Image Credit: Jemal Countess/Getty ImagesThe Sundance Film Festival Awards Ceremony is the Road Runner of award shows. While other award programs take their time to add dance numbers, film montages, and In Memoriam tributes, Sundance was all business Saturday night as the festival raced through its 26 awards in just 90 minutes. Award recipients were asked to limit their acceptance speeches to one minute, and lo and behold, nearly all of them complied. Maybe that’s because the event’s open bar would reopen as soon as the show concluded; but, more likely, it’s because these winners are up-and-coming indie filmmakers who were just happy to even be invited to the festival. They had no egos to stroke. Rather, the speeches consisted of refreshingly genuine gratitude — both for Sundance itself and for the world of independent filmmaking. Here’s the full list of winners, and below, a few highlights from the Park City, Utah ceremony:

— Tim Blake Nelson hosted the evening, and except for dressing as a giant wooden snowflake during his opening remarks, the O Brother, Where Art Thou? actor kept things professional. Although, during his opening, Nelson did present the festival’s official list of the 10 ways to get your film into the festival, which included featuring “gratuitous incestuous sex,” “casting Patricia Clarkson,” and asking yourself “What would James Franco do?”

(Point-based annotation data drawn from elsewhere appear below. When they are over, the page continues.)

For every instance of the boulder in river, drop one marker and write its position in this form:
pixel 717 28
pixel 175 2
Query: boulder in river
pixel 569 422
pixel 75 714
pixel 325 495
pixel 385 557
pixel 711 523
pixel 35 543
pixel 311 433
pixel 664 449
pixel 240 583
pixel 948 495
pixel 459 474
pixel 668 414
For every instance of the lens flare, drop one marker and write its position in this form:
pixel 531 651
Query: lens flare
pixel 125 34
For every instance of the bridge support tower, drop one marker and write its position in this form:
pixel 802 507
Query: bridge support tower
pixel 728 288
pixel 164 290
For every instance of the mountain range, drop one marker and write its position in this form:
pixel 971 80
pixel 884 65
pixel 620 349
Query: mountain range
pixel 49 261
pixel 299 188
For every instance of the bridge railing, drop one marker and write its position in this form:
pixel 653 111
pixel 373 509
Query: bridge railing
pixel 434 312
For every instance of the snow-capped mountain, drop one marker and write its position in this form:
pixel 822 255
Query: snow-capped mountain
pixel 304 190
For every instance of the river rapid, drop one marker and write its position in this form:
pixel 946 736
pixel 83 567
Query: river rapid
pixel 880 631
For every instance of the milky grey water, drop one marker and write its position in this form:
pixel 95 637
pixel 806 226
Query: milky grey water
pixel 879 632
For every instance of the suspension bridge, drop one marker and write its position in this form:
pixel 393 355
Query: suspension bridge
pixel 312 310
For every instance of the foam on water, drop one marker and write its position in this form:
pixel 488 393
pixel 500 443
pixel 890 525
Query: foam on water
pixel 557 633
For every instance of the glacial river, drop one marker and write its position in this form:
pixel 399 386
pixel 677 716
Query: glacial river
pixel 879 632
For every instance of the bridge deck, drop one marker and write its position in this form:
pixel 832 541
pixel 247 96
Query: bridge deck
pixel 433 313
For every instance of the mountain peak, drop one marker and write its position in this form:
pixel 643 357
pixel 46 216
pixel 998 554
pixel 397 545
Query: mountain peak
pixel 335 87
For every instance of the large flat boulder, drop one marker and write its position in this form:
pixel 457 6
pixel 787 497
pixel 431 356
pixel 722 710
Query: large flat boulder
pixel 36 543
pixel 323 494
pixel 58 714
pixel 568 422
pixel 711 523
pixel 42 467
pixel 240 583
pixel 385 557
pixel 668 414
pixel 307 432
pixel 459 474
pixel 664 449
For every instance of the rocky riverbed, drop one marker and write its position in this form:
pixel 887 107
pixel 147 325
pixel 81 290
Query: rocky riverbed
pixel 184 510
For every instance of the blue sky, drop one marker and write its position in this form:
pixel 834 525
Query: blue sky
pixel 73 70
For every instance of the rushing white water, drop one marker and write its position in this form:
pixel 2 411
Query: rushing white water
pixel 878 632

— British filmmaker Asif Kapadia, who won the World Cinema Audience Award for his documentary Senna, summed up Sundance’s uniqueness among film festivals: “This festival has restored my faith in festivals. It’s about the films, the filmmakers, and the audience, and every seat is full!”

— The American documentary Buck, about the prominent non-violent horse trainer Buck Brannaman, won the Audience Award (Documentary). The prize was particularly sweet for Brannaman, since it was also his birthday. The trainer dedicated the award to “all of you who have a passion for what you do.”

— The most charming speech was given by Pariah director Dee Rees, who accepted the Excellence in Cinematography Award (Dramatic) on behalf of her cinematographer Bradford Young. Rees whipped out her cell phone and announced that she was going to call Young right there. When Young finally picked up, Rees shouted, “Yo, you won the cinematography award!” The audience adored the moment, and I’m sure Young will treasure that particular call for a long time to come.

Another Earth director/co-writer Mike Cahill and actress/co-writer Brit Marling (remember that name) grabbed the Special Jury Prize for a dramatic film. During her acceptance speech, Marling showcased her lovely way with words. “I was really worried that there weren’t any statesmen left in the world, or people [who are] just concerned with the common good and trying to make the world better,” said Marling. “I didn’t realize that they’re all hiding out in this snowy canyon in the middle of Utah! They’re the programmers of this festival, who brought all this amazing work from these caves all over the world into the light. I’m just so lucky, humbled, and honored to be a part of the conversation that is happening here.”

— And the most emotional speech went to the 25-year-old director/writer Sam Levinson (son of Barry Levinson), who took home the Waldo Salt Screenwriting Award for Another Happy Day. “When I introduce my film, I cry,” admitted Levinson while trying to hold back tears. “So I don’t know what the f— is going to happen now!”

— Finally, Jon Foy, who won the Directing Award (Documentary) for his Resurrect Dead: The Mystery of the Toynbee Tiles, stressed that his prize was proof that struggling filmmakers should always persevere. “A few weeks ago, I was just a housecleaner making my first film,” said Foy. “And I got a call from Sundance telling me that they wanted my film, and here I am. So who knows what can happen in life? This [award] is for all the artists working in obscurity out there — never give up. If you give up, you know what will happen. But if you stick with it, you can never know what will happen.”